Reports have emerged about residents in Jakarta and its surrounds suffering respiratory illnesses. President Joko "Jokowi" Widodo was even reported to have been coughing for the last three weeks. The Jakarta Health Office said that throughout 2023 there has been a rise in residents suffering respiratory illnesses. Air pollution can cause respiratory infections, pneumonia, bronchitis, cardiovascular illnesses and cancer. Those who are most vulnerable are children who physiologically breathe faster and deeper than adults.

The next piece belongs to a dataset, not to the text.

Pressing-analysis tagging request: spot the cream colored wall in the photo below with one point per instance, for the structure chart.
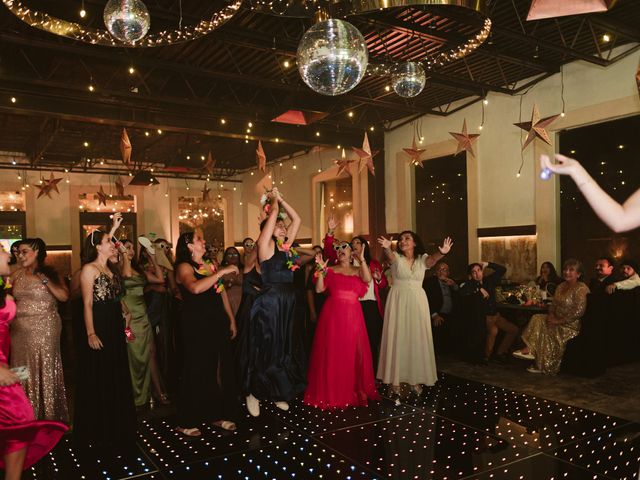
(496, 197)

So what is the cause of all this? The Director General for Pollution Control and Environmental Damage at the Environment and Forestry Ministry, Sigit Reliantoro, says that the government is currently focused on efforts to control pollution in the transportation sector. This is because, according to Reliantoro, transportation is the largest contributor to air pollution at 44 percent. The industrial sector meanwhile, contributes around 31 percent.
Environment and Forestry Minister Siti Nurbaya Bakar claimed that the main cause of the air pollution is motor vehicles. Because based on their records for 2022, there are some 24.5 million motor vehicles in Jakarta, 19.2 million of which are motorcycles. She also denied that the air pollution originated from the nearby Suralaya coal-fired power plant (PLTU) in Cilegon. This is because based on an analysis of the pollution from the power plant it does not travel towards Jakarta, but North to the Sunda Strait. "So it can be said that it's not because of the PLTU, yes, moreover it can be seen from the results of a study on the utilisation of coal its influence on Jakarta is less than 1 percent", she said.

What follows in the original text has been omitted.